Dan is niet alleen de variabele afstand zon-aarde en de variatie van de zonkrachtvan belang, maar ook
de precessie die de invalshoek bepaald.
Ik heb wat gestoeid met wat NOAA spreadsheets die mogelijk epoch JD2000 gebruiken; het zoeken naar de veranderingen van de gebruikte astronomische constanten per epoch is vooralsnog niet gelukt.
Dus ben ik maar gaan spelen met temperatuurverschillen en de daarbij vereiste energie SB*(T1^4-T2^4).
Daarbij ga ik uit van een oppervlaktetemperatuur (in Kelvin uiteraard) die bepaald wordt door de zon plus een aandeel van door wind aangevoerde energie (waaronder UHI).
Het is nog maar een spelletje ;-)
Ben benieuwd waar je bij gaat komen bij het “stoeien” & “spelen”… maar pas op dat je naast de zandkastelen van afgelopen zomer via lokale data beland in het bouwen van ‘luchtkastelen’.
;-)
PS. Na mijn eigen “gestoei” met de PAGES 2k proxies heb ik daar meer vertrouwen in gekregen nadat ik via mijn rekenmethode op basis van de 22-jarige magnetische zonnecyclus ook daar een prachtige oscillatie heb zien ontstaan, zie de rode grafiek (dit betreft figuur 11):
http://klimaatcyclus.nl/klimaat/pics/200-years-solar-activity-trends-HadCRUT4-PAGES-2k-temperature-and-CO2.jpg
Toevallig zat ik net voor het eerst eens even met een scherpe blik te kijken naar de HadSST3, welke betrekking heeft op het oceaan oppervlaktewater, zie:
http://klimaatcyclus.nl/klimaat/pics/200-years-solar-activity-trends-HadCRUT4-PAGES-2k-temperature-and-CO2.jpg
De cyclus is ook hier duidelijk zichtbaar… hier moet ik ook echt eens het perspectief van de 22-jarige magnetische cyclus op los laten want het resultaat laat zich gemakkelijk raden!!!

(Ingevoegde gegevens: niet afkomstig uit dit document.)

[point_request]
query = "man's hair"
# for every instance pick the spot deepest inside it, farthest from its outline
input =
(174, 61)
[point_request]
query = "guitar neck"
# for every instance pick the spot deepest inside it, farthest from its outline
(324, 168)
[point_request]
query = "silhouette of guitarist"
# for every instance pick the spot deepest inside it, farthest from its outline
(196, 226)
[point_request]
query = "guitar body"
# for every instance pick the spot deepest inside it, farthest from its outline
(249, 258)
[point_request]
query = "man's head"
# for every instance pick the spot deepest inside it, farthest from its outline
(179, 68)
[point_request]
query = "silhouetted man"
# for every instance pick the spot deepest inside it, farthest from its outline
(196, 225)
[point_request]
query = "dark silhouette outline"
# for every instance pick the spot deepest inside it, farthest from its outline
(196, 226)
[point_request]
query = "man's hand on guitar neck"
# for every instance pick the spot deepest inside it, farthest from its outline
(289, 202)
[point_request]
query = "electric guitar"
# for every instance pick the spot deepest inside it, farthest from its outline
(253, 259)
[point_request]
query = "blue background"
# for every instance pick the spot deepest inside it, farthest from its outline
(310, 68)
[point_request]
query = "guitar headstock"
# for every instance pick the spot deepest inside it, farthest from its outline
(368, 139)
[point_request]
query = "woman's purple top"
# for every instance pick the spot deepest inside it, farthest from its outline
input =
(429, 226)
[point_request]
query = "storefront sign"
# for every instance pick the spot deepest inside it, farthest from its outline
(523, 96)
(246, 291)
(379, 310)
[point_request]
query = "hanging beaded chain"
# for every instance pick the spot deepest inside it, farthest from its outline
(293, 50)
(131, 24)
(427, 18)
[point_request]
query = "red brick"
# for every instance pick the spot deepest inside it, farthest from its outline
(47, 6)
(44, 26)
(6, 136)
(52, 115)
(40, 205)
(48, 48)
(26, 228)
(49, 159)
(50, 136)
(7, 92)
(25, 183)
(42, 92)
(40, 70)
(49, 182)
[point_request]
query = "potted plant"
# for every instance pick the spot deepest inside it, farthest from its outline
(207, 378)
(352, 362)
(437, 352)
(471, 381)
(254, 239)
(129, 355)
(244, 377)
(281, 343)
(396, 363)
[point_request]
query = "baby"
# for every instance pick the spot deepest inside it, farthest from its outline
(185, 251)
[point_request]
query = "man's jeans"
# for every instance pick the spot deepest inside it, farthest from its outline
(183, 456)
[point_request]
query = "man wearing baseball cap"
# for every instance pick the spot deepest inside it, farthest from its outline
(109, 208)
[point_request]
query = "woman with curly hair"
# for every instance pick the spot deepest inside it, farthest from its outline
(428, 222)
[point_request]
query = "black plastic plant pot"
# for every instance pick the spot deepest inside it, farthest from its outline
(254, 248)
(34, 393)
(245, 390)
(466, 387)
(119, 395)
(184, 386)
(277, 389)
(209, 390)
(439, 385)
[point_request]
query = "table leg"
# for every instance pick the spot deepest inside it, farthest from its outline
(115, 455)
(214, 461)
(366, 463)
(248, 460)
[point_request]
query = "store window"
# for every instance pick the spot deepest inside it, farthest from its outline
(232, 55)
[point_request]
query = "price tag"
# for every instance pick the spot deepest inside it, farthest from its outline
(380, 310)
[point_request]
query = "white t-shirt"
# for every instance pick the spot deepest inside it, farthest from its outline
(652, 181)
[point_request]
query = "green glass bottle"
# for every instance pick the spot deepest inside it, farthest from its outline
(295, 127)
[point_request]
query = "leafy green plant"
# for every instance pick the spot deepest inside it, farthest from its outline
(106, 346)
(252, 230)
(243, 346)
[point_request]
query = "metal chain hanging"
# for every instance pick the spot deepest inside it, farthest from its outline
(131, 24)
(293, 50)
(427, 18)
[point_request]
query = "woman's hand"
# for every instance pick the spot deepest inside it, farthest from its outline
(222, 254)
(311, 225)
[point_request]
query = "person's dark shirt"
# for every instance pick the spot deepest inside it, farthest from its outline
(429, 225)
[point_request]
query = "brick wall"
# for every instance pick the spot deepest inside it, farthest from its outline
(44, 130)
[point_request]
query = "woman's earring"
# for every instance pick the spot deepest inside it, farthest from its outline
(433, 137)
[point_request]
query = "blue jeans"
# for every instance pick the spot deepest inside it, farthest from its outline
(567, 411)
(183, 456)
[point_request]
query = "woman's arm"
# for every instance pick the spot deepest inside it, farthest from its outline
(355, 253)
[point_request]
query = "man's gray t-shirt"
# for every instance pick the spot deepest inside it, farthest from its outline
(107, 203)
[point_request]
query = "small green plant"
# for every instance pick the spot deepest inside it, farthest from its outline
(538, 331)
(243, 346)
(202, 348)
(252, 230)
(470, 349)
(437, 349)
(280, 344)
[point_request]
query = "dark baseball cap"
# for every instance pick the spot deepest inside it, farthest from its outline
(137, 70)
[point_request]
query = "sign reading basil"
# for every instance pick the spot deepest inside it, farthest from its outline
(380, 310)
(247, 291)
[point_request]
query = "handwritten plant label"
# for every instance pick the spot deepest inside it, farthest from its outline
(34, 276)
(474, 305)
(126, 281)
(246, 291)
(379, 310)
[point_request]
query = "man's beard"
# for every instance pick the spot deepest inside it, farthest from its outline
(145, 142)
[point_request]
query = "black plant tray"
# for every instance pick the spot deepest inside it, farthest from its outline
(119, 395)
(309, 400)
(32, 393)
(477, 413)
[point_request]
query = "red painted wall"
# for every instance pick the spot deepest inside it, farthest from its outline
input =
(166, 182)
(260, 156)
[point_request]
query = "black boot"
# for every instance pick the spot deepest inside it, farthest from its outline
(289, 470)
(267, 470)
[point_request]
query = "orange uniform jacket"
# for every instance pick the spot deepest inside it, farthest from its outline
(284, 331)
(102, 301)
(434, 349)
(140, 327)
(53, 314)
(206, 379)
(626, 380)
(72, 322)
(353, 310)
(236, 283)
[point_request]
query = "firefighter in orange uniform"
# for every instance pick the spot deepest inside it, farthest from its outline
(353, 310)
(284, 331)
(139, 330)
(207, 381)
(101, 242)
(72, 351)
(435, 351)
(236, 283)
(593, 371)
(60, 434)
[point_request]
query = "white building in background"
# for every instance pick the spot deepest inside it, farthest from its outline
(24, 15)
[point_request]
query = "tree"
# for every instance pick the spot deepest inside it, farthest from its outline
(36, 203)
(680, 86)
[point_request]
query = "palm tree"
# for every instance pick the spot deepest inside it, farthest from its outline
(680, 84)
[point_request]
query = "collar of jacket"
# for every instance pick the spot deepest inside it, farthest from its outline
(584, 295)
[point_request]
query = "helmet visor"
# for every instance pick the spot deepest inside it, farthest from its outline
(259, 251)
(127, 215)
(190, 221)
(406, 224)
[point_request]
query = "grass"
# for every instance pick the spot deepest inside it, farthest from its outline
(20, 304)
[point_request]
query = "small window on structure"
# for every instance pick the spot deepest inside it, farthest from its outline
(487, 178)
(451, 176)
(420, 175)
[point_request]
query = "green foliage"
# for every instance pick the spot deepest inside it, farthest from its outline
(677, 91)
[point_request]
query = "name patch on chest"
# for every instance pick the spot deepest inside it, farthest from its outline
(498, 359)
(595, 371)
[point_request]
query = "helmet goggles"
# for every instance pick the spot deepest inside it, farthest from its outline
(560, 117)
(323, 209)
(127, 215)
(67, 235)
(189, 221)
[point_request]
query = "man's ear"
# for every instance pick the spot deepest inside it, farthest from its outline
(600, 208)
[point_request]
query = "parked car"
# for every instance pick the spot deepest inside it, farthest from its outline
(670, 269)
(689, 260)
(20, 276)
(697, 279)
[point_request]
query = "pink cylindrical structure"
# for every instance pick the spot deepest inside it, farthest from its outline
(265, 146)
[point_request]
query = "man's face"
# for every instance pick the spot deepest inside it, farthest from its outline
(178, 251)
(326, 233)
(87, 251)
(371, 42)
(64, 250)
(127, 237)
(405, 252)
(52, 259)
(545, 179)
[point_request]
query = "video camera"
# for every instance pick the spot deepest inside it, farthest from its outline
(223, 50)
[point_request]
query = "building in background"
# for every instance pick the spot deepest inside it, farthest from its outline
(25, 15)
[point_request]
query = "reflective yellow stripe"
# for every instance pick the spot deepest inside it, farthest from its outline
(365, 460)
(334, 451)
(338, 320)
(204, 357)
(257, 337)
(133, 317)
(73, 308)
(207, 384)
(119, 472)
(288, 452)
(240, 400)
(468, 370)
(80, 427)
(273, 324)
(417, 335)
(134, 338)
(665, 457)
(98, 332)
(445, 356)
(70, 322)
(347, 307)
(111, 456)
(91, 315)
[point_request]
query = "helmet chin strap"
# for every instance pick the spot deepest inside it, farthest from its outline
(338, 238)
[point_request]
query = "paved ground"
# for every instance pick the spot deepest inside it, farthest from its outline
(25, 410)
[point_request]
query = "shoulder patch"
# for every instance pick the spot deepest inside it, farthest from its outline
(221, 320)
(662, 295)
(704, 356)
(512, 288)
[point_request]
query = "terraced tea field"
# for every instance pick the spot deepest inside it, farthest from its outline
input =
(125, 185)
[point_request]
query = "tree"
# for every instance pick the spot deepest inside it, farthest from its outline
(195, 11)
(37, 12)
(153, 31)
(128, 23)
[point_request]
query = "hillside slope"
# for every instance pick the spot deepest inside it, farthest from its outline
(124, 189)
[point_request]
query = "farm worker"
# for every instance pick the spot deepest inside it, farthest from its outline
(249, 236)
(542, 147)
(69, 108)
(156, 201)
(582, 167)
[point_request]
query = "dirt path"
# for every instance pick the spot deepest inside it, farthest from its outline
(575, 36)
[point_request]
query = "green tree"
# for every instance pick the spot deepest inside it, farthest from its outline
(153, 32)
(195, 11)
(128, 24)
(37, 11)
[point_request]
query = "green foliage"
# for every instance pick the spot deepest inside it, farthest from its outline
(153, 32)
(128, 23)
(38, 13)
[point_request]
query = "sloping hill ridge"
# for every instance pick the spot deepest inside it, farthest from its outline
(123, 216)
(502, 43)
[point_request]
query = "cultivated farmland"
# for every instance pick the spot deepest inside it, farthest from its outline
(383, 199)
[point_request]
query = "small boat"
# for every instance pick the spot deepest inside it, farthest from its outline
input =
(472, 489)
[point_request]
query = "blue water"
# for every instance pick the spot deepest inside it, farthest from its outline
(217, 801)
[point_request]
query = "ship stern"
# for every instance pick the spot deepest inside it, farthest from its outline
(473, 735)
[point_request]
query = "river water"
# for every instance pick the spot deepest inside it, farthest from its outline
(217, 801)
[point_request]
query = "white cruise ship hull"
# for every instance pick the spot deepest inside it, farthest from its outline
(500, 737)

(De mensen die menen dat de data allemaal niet zou kloppen… die vergissen zich denk omdat ze zich waarschijnlijk onvoldoende in de details hebben verdiept, althans ik zie in mijn analyse duidelijk niet wat zij denken te zien; bij de HadSST3 vind ik het bijzonder interessant om te zien dat de helling in de periode 1911-1941 bijvoorbeeld steiler is dan bij de veel langere periode 1976-2016 – althans afgaande op de afstand tussen de bijbehorende pieken en dalen)
CORRECTIE: De 2de link in mijn post hierboven moet deze zijn:
De HadSST3:
http://woodfortrees.org/plot/hadsst3gl
@Martijn van Mensvoort:
Dus een zoektocht naar de temperatuur binnen luchtkastelen ;-) ;-)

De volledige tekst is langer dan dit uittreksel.